Bisa dijamin, seandainya tidak ada literasi di dunia ini, sudah pasti tidak akan pernah ada peradaban. Literasi bagaikan mesin dalam sebuah mobil, saat mesin tersebut rusak maka mobil pun tidak akan berfungsi sebagaimana mestinya. Begitupun dengan kehidupan seandainya literasi itu ditiadakan maka  kehidupan pun akan kacau. Kita tidak akan pernah berfikir seperti apa bila kehidupan tanpa literasi. Mungkin tanpa literasi kita tak jauh beda dengan halnya seekor hewan, yang hanya hidup dengan tanpa ada suatu karya apapun yang kita buat, bersikap hanya mengedepankan nafsu serta tanpa memikirkan sesuatu apapun.
            Sebagai individu yang tahu akan pentingnya literasi sangat naif bila kita kemudian melupakan hal tersebut. Seperti apa yang dilakukan Prof. Chaedar Al-wasilah lewat buku serta artikelnya, seharusnya kita dapat mengajak orang lain untuk ikut serta meningkatkat literasi di negeri kita ini. Karena semakin banyak yang peduli akan literasi maka akan semakin banyak orang yang mendukung peningkatan upaya peningkatan literasi itu sendiri.  Menurut hasil survey yang saya lakukan kepada sekitar 80 mahasiswa serta lulusan universitas saat ditanya apakah anda mengetahui apa itu literasi? Hampir 75% dari mereka menjawab tidak begitu tau dengan literasi. Bahkan lebih dari 50% tidak mengetahui literasi sama sekali termasuk mereka yang berkuliah di universitas-universitas negeri yang citranya dianggap baik.
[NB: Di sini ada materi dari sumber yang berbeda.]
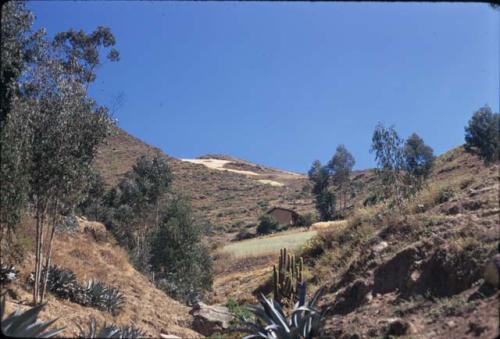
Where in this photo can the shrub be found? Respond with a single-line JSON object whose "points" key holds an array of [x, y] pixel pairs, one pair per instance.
{"points": [[482, 134], [444, 194], [305, 220], [305, 320], [179, 259], [267, 224], [244, 234], [7, 274], [24, 324], [109, 331], [62, 282]]}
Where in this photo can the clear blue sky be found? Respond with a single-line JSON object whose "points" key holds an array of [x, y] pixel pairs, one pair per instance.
{"points": [[282, 84]]}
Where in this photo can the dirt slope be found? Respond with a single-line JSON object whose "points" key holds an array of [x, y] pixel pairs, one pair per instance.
{"points": [[145, 306]]}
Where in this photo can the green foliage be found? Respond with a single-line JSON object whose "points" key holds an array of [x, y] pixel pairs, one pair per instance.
{"points": [[25, 325], [305, 321], [267, 224], [482, 135], [181, 263], [419, 157], [340, 167], [244, 234], [103, 297], [109, 331], [62, 282], [402, 166], [239, 312], [305, 219], [8, 274], [288, 277]]}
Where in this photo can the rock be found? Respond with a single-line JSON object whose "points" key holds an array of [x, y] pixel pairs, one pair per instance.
{"points": [[380, 246], [492, 271], [399, 327], [453, 210], [447, 272], [208, 319], [352, 296]]}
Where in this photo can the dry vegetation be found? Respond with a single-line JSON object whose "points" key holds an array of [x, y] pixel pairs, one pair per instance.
{"points": [[145, 306]]}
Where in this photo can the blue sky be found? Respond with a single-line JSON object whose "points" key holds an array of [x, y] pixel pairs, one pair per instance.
{"points": [[282, 84]]}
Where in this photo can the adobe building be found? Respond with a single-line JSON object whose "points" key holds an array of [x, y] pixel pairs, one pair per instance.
{"points": [[284, 216]]}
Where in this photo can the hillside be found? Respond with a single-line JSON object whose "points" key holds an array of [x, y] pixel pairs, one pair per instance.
{"points": [[90, 252], [230, 193], [418, 272]]}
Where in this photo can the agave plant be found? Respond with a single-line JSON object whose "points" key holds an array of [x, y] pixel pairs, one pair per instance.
{"points": [[111, 331], [305, 321], [62, 282], [25, 325], [99, 295], [95, 292]]}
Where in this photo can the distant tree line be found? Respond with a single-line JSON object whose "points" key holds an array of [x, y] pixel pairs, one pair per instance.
{"points": [[403, 166], [50, 130]]}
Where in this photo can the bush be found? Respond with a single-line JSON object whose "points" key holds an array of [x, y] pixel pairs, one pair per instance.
{"points": [[305, 220], [244, 235], [444, 195], [267, 224], [482, 135]]}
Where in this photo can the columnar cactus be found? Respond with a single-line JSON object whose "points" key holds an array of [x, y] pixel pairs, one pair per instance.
{"points": [[287, 277]]}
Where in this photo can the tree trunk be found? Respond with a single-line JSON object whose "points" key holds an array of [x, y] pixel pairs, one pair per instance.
{"points": [[40, 219], [49, 254]]}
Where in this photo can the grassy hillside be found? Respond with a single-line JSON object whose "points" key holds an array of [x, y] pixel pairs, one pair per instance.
{"points": [[230, 200]]}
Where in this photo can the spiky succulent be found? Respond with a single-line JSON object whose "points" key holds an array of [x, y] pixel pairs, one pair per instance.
{"points": [[109, 331], [8, 273], [95, 291], [62, 282], [305, 321], [24, 324], [113, 300], [99, 295]]}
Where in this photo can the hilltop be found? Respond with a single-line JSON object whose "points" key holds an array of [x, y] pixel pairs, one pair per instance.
{"points": [[230, 193], [92, 254]]}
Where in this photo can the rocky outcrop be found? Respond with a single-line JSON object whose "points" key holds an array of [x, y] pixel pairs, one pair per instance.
{"points": [[208, 319], [352, 296], [492, 271]]}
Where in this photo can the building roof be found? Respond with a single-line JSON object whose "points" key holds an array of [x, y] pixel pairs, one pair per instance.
{"points": [[281, 208]]}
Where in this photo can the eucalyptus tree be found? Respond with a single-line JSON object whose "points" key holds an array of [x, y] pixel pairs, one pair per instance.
{"points": [[340, 167], [389, 154], [19, 45], [67, 126], [419, 160], [482, 135], [325, 200]]}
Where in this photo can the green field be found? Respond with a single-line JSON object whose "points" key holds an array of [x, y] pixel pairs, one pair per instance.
{"points": [[268, 245]]}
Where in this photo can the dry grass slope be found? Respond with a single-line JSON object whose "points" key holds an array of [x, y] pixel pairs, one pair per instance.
{"points": [[145, 306]]}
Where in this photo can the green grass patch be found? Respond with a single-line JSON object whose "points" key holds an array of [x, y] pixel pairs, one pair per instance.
{"points": [[269, 245]]}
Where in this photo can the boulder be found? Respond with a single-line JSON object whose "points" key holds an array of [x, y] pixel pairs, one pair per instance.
{"points": [[352, 296], [398, 327], [208, 319]]}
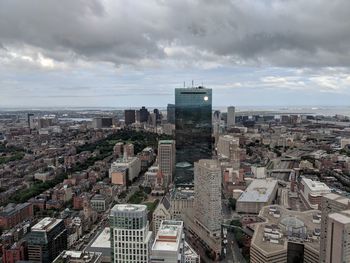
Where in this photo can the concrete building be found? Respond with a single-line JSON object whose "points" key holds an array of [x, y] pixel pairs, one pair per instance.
{"points": [[338, 239], [190, 255], [331, 203], [259, 172], [162, 212], [129, 117], [259, 193], [13, 214], [99, 203], [312, 192], [231, 116], [129, 150], [130, 237], [181, 199], [207, 190], [166, 159], [132, 164], [344, 142], [47, 240], [168, 245], [69, 256], [286, 236]]}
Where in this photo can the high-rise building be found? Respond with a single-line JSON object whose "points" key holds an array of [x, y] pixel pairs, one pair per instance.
{"points": [[207, 190], [144, 113], [193, 121], [166, 159], [169, 242], [130, 237], [331, 203], [129, 116], [231, 116], [47, 240], [338, 238], [171, 113]]}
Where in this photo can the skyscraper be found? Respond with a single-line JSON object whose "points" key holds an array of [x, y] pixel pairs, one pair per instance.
{"points": [[166, 159], [129, 116], [130, 237], [333, 203], [207, 191], [193, 121], [171, 113], [47, 240], [231, 116]]}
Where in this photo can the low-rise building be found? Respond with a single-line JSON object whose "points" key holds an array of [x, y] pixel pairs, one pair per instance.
{"points": [[259, 193]]}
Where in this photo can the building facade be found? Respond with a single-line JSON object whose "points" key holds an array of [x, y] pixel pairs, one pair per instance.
{"points": [[193, 130], [47, 240], [166, 159], [130, 237]]}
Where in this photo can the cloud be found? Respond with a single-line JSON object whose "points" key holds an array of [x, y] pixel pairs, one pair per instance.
{"points": [[199, 33]]}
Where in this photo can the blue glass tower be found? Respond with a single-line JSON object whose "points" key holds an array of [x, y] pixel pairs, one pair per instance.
{"points": [[193, 122]]}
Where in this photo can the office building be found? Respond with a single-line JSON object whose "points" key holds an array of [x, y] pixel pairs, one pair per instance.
{"points": [[129, 117], [286, 236], [132, 164], [171, 113], [332, 204], [69, 256], [130, 237], [144, 113], [162, 212], [166, 160], [129, 150], [193, 130], [231, 116], [47, 240], [338, 238], [168, 245], [259, 193], [207, 190], [312, 192], [204, 219], [13, 214]]}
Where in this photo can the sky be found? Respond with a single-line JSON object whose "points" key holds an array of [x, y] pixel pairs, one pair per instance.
{"points": [[128, 53]]}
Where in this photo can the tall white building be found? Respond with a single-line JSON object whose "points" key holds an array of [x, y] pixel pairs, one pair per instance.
{"points": [[168, 245], [132, 164], [130, 237], [207, 188], [231, 115], [166, 159]]}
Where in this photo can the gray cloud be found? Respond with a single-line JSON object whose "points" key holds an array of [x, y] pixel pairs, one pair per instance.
{"points": [[276, 32]]}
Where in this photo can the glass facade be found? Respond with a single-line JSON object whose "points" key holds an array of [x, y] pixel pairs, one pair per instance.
{"points": [[193, 121]]}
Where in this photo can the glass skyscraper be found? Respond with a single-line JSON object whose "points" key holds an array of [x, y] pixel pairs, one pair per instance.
{"points": [[193, 121]]}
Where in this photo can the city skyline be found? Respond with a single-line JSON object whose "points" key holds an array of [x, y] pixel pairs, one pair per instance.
{"points": [[116, 55]]}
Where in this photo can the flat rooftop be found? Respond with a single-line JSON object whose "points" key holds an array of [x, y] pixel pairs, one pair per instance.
{"points": [[128, 208], [46, 224], [277, 223], [169, 236], [259, 190], [316, 185]]}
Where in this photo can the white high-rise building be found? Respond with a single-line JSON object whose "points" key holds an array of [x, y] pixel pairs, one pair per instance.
{"points": [[168, 245], [166, 159], [231, 116], [130, 237], [207, 188]]}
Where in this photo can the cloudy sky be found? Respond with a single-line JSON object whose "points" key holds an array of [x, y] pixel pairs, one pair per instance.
{"points": [[120, 53]]}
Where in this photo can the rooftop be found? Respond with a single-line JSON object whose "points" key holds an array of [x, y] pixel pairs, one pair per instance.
{"points": [[169, 236], [259, 190], [288, 224], [46, 224]]}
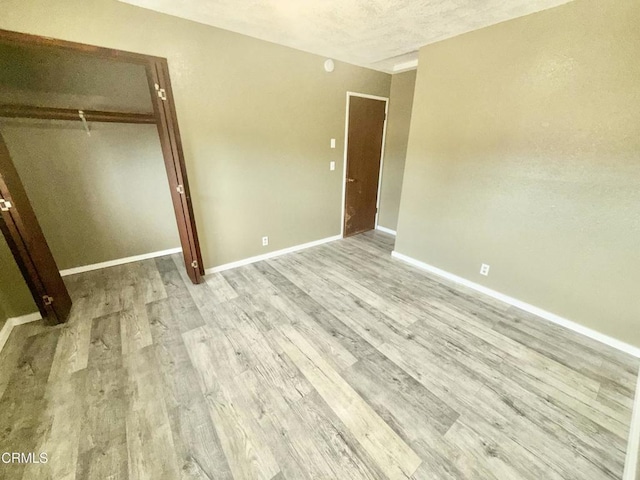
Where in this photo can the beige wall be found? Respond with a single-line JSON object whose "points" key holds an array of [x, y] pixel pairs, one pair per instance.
{"points": [[255, 118], [99, 197], [395, 150], [15, 298], [524, 154], [65, 79]]}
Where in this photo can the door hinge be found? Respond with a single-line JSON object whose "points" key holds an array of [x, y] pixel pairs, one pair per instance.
{"points": [[162, 93], [5, 205]]}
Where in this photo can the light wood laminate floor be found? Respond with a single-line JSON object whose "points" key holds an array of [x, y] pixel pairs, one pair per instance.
{"points": [[336, 362]]}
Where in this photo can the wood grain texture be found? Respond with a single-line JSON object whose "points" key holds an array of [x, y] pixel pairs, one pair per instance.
{"points": [[334, 362]]}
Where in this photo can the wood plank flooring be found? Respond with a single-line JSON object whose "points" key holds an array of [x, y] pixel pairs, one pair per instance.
{"points": [[336, 362]]}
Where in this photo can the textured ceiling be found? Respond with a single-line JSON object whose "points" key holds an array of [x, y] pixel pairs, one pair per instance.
{"points": [[380, 34]]}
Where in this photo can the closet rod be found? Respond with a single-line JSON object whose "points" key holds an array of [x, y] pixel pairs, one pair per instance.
{"points": [[47, 113]]}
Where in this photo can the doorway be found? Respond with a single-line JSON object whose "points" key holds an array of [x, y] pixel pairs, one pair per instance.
{"points": [[364, 147], [18, 222]]}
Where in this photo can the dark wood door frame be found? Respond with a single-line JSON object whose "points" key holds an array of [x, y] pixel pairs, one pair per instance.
{"points": [[346, 150], [157, 70]]}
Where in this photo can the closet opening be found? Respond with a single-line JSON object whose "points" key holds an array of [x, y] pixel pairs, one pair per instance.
{"points": [[84, 134]]}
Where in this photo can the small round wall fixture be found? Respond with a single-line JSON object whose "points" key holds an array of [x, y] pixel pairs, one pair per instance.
{"points": [[329, 65]]}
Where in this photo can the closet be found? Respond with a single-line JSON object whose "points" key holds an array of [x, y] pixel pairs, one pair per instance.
{"points": [[91, 163]]}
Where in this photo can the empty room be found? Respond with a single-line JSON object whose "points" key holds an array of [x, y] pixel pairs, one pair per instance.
{"points": [[321, 239]]}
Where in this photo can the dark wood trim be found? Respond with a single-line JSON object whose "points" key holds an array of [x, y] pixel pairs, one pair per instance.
{"points": [[163, 68], [24, 236], [28, 40], [157, 74], [49, 113]]}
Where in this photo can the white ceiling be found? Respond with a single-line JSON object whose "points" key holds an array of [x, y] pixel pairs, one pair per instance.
{"points": [[380, 34]]}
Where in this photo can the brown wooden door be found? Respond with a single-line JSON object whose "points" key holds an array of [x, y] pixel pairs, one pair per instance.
{"points": [[364, 148], [28, 245], [160, 85]]}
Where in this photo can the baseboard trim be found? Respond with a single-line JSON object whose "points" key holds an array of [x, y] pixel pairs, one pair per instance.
{"points": [[552, 317], [633, 445], [119, 261], [386, 230], [266, 256], [14, 322]]}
            Melihat fakta diatas sudah seharusnya kita lebih gencar mengsosialisasikan tentang apa itu literasi serta pentingnya menjadi manusia literat. Sedikit mengutip quotes Prof. Chaedar “In the 21st century, world class standards will demand that everyone is highly literate, highly numerate, well informed, capable of learning constantly, and confident and able to play their part as citizen of a democratic society.” Dari quotes beliau, kita bisa tarik kesimpulan bahwa setiap orang dituntut untuk menjadi seorang literat agar mampu menjalankan peran mereka secara maksimal sebagai masyarakat demokrasi. Bila kita tidak cepat membenahi permasalah litersi di negara kita ini, maka kita akan terus menjadi negara berkembang dan sulit menjadi negara maju. Pada akhirnya itu kembali lagi pada bagaimana cara kita memandang literasi, bila kita ingin menjadi bangsa literat mau tidak mau kita harus memandang literasi seperti layaknya mesin. Sebuah mesin yang dapat menjalankan peradaban.